What is Diplomatics in the Digital Environment?
Diplomatics has changed fundamentally in the last few decades due to dramatic developments in information technology. While consolidating itself as an autonomous science with its own centuries-old theory, methodology, analytical processes and tools, focused on research on medieval and early modern legal documents, it has also grown into an interdisciplinary field, expanding its area of inquiry to all kinds of textual traditions, documentary forms and creation processes through the use of sophisticated digital tools. “We shape our tools, and then our tools shape us”– said Marshal McLuhan. This is especially true with regard to diplomatics. The easy reproduction and publication of charters makes large fonds accessible to historical research and gives the opportunity to reconstruct dispersed fonds. Text analysis tools allow researchers to dig deeply into the data in the documents, extracting information on the distribution of phrases or legal concepts, and creating resources for statistical and network analysis of content. The possibility of developing data models beyond the material restrictions of a printed book inspires rethinking the traditional ways of editing charters. The access to huge image collections fosters historical research on the semiotics of documents as visual signs. At the same time, the comparison between documents on traditional media and those born digital has shown that classic diplomatic knowledge can be used to address issues related to documents created, managed and preserved in the digital environment.

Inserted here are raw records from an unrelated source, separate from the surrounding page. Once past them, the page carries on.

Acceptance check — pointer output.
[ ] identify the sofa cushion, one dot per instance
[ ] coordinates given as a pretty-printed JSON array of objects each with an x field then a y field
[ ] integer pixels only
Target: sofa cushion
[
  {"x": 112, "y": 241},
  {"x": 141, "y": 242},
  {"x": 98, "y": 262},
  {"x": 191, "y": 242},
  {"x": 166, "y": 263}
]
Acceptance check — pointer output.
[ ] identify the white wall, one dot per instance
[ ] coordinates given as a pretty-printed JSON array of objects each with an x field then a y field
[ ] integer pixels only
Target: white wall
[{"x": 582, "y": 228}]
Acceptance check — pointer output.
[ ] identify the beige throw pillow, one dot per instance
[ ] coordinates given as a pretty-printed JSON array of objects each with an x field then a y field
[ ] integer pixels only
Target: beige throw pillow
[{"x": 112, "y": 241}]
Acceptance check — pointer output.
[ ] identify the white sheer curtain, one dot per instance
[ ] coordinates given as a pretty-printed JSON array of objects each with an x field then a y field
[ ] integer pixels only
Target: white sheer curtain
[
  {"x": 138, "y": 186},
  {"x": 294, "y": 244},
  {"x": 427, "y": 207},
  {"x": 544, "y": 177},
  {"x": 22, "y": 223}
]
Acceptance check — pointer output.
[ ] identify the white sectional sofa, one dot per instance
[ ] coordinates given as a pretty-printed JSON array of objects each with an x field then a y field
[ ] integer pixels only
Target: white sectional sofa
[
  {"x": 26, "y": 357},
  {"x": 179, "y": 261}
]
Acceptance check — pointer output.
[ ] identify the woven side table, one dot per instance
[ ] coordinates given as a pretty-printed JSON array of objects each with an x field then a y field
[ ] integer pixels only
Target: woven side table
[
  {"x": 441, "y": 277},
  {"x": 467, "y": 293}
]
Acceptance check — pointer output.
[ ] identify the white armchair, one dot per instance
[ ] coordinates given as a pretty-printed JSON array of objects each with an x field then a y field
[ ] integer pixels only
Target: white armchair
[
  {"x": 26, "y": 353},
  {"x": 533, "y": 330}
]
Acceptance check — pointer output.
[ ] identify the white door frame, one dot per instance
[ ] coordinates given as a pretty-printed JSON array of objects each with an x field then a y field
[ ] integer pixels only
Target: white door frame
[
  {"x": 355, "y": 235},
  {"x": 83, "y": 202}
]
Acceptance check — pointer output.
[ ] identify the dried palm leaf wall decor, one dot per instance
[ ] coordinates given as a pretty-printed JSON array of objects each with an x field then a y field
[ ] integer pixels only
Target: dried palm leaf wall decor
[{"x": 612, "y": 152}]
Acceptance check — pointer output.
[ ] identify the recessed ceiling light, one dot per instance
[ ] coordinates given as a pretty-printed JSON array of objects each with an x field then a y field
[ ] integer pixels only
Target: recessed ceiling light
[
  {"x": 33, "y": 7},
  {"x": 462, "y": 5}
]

Many of the advantages of conducting any kind of documentary research in the digital environment were clear to diplomatists when they began creating online portals of archival material, doing digital editions of medieval documents, analysing linguistically charter corpora or applying to them visual analysis or visualization technologies. Additional opportunities they identified were the ability to make automatic or semiautomatic annotation to the content of documents, and the application of diplomatics concepts for the identification of digital records and the assessment and protection of their authenticity in a variety of information systems. However, a scholarly reflection on how these new directions taken by diplomatics affect its nature as a field of study concerned with a systematic critical analysis of documents has just begun.
Following the two conferences on Digital Diplomatics that took place 2007 in Munich and 2011 in Naples, this conference, to be held in Paris, 14-16th november 2013, has the goal to further the scholarly reflection on the way in which diplomatics has developed as a result of both the opportunities offered by digital tools to study historical documents and the challenges presented by born digital documents and by the need to understand their structure and of the complex digital environments in which they reside.

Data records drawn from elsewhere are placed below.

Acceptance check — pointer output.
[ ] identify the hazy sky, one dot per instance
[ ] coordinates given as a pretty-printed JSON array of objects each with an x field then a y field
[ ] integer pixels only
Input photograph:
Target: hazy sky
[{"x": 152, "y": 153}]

We invite proposals for papers addressing the manifestations and effects of what appears to be a paradigm shift from a classic humanistic science to a cyberscience (Nentwich).
Examples of issues that could be considered are:
- Changes in scholarly editing of documents when using digital methods
- Diplomatics as a hard science, a social science or a humanisties discipline
- Measuring versus understanding as the main method of diplomatics of the documents (e.g. automatic author identification versus ‘Diktatvergleich’)
- The focus of diplomatics: a single documents or aggregations (corpora, files, series, fonds)?
- Digitized charters as images, texts, or meaning?
- Can the whole meaning of a charter be represented digitally?
- Comparing creation of trusted documents in the traditional and the digital environment
- Signatures and seals in the traditional and the digital environment: are they comparable?
- Are digital forensics and its tools related to diplomatics? How?
- Diplomatic tools for analyzing digital and non-digital documents
- Teaching diplomatics in the digital environment (both in traditional classroom and through eLearning)
- Using diplomatics to build a virtual archives
Each submitted proposal will be peer reviewed by at least three members of the Program Committee to ensure that the program provides significant, timely, and authoritative information.
Proposals can be submitted for individual papers (for a 20 minutes oral presentation followed by a 5 minutes discussion), for a traditional session including three papers (1 hour of presentation time and 15 minutes of discussion time), or for a panel of speakers (1 hour and 15 minutes total).
Proposals should include:
- a 500-word abstract that clearly identifies the working title and the content of each paper.
- a 50-word biographical sketch of each author
- mailing address, phone, and email for the primary author
Proposals can be submitted via the conference website at http://www.cei.lmu.de/digdipl13/organisation/proposals or sent to digdipl13@lrz.uni-muenchen.de.
The deadline for proposal submission is March 15, 2013.